I'd like to add that SFS does have:
- Source attaching (allows clients to put a shared file in the correct
time in the message history if upload is slow, also means clients can
already display file metadata and thumbnail while the file is still
uploading), backwards compatible (legacy clients would see the file
upload delayed). This is implemented in multiple clients
- Sending of multiple files in a single message (e.g. to send photo
galleries), backwards compatible (legacy clients would see this as
multiple messages). This is implemented at least in Kaidan, WIP in
Dino.
- Extension for proper E2EE (XEP-0448) when using SCE-alike encryption
schemes (OX, OMEMO2), also backwards compatible (it's possible to send
a file in a chat where some clients only do siacs-OMEMO such that
OMEMO2+XEP-0448 clients see a proper SFS file transfer with metadata
and legacy siacs-OMEMO+XEP-0454 clients get the "aesgcm" link, but both
download and decrypt the same HTTP upload, so the file doesn't need to
be uploaded twice). This is implemented at least in Kaidan.
These are major improvements over SIMS in practice.
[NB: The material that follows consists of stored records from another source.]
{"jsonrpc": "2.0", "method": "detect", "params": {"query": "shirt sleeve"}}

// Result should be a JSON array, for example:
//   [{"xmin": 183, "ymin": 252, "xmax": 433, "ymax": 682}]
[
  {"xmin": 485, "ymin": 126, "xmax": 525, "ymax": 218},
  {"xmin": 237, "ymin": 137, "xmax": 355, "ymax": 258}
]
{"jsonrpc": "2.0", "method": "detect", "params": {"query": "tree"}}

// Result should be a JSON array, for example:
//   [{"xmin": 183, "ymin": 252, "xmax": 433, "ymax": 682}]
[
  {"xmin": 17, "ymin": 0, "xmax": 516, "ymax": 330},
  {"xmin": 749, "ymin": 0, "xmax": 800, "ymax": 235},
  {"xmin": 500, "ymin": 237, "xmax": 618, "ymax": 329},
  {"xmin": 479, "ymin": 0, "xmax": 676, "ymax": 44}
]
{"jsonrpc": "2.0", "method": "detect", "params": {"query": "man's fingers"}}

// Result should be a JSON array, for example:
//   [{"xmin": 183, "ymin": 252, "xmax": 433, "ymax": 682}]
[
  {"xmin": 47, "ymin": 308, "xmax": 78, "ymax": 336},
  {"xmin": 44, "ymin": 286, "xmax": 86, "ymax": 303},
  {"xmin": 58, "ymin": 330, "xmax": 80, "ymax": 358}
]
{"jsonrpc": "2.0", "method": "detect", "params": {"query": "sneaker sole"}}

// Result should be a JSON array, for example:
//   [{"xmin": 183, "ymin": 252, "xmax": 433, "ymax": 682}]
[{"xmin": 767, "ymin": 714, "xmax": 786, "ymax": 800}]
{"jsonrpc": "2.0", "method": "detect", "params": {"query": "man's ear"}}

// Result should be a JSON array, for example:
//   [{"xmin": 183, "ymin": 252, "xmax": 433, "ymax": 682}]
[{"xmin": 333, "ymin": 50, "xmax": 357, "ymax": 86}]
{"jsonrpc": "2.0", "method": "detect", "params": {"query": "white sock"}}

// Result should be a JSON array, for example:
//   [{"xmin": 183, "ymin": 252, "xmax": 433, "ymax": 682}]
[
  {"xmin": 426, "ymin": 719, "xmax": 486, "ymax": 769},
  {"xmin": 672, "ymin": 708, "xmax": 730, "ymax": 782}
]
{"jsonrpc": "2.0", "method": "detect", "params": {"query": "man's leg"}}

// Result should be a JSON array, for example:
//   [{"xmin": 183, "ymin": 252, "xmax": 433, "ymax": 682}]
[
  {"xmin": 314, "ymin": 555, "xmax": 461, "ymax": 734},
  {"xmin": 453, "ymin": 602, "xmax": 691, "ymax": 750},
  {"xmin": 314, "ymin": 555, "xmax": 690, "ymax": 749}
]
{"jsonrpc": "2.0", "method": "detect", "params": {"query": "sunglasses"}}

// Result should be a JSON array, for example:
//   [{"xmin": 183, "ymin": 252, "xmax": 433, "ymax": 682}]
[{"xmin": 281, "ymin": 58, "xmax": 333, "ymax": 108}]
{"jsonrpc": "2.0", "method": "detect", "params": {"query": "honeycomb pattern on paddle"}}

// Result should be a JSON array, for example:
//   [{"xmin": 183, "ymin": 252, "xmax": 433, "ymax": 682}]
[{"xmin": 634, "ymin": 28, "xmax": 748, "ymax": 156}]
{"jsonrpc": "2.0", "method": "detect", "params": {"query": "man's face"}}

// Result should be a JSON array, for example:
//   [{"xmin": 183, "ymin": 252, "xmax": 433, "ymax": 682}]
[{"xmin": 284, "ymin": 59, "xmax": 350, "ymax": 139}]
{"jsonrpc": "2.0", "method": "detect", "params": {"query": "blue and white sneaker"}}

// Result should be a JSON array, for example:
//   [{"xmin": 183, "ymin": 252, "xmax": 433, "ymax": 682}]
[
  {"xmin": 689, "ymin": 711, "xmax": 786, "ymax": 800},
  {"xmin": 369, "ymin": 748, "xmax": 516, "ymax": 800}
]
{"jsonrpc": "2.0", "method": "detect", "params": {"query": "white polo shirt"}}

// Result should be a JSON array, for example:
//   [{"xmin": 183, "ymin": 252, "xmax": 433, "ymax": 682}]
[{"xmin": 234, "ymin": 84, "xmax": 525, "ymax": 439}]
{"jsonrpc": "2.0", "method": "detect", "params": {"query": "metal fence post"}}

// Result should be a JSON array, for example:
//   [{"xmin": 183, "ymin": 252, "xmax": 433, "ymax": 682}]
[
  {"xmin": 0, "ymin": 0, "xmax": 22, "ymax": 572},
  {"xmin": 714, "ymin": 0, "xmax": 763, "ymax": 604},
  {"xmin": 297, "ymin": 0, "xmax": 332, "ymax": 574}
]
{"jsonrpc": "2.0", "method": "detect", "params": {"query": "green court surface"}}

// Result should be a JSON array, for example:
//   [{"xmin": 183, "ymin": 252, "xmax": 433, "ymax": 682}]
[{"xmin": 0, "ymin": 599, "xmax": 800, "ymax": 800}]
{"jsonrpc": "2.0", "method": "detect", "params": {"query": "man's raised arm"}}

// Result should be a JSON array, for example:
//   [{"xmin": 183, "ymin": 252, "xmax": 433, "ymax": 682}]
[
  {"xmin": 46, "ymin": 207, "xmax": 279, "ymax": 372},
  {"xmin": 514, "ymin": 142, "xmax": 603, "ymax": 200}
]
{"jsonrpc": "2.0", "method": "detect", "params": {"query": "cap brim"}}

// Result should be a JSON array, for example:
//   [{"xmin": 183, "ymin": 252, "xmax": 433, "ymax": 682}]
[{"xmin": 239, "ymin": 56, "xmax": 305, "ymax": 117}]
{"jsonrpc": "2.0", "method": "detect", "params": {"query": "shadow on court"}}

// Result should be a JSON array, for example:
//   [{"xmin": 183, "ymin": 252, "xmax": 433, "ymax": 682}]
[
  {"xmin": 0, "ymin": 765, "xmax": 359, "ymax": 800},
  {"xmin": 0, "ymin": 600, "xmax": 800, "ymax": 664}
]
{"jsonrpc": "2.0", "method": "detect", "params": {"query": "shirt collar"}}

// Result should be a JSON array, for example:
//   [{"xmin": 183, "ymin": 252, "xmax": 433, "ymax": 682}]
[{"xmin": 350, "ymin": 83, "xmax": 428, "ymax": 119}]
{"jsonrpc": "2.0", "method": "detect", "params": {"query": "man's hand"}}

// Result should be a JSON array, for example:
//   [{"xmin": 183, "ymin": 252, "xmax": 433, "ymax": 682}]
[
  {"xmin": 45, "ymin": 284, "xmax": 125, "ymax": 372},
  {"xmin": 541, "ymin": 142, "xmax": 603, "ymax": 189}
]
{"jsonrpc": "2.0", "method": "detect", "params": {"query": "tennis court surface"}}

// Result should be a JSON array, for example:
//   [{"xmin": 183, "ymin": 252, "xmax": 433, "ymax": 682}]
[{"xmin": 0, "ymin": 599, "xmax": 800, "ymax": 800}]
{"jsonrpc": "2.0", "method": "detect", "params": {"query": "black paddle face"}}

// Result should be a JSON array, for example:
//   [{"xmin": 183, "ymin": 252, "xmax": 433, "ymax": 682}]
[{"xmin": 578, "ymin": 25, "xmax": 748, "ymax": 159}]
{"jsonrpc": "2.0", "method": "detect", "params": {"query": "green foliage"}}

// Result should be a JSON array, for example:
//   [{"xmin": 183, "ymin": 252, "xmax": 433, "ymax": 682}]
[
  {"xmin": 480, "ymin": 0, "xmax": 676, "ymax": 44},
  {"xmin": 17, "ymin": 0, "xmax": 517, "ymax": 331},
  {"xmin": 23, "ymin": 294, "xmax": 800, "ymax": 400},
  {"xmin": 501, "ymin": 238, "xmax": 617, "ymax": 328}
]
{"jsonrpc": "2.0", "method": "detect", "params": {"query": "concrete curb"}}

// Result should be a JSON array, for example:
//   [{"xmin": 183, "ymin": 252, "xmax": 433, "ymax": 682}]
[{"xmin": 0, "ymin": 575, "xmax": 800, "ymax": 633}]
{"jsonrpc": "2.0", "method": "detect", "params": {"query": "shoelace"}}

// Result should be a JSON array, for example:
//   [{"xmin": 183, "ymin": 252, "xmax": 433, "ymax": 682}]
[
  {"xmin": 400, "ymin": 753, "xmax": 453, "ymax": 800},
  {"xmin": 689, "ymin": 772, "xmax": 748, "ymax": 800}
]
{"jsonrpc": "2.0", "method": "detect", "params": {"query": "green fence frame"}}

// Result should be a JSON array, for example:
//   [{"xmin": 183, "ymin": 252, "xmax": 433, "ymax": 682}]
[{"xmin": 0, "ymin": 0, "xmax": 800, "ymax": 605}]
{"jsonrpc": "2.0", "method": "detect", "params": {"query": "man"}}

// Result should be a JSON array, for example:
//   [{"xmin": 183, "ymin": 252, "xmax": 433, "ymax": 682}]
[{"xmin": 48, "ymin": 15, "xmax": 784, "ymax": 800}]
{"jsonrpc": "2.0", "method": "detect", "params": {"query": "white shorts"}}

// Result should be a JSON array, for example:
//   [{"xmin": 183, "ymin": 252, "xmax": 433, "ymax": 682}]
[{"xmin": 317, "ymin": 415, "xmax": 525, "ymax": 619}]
Of course
technically one could have done incompatible changes to XEP-0385 to
reach them in SIMS, but then it also wouldn't be SIMS compatible
anymore and would need a new namespace, so what's the point.
Marvin
On Fri, 2026-04-24 at 16:44 +0200, Thilo Molitor wrote:
This seems
backwards to me. SFS is just a shallow clone of SIMS but
with
less namespace reuse after all. Why would we lend legitimacy to
something
like that?
Are you sure you are talking about the same XEP here?
XEP-0447 says in its introduction:
This is a reiteration on Stateless Inline Media Sharing (XEP-0385)
[1] with
some significant changes:
- No focus on media, generic for every file type.
- Body can be used for fallback.
- Using File metadata element (XEP-0446) [2].
- Using XML for structured data instead of URIs when possible, adding
further
extensibility (like providing proper means of sharing encrypted files
on http
servers).
- Not relying on underspecified usage of References (XEP-0372) [3].
Especially using the file metadata element seems like a better
namespace reuse
to me, no?
It also is generic and can be used for all types of file, not just
for media.
That's a clear advantage compared to SIMS.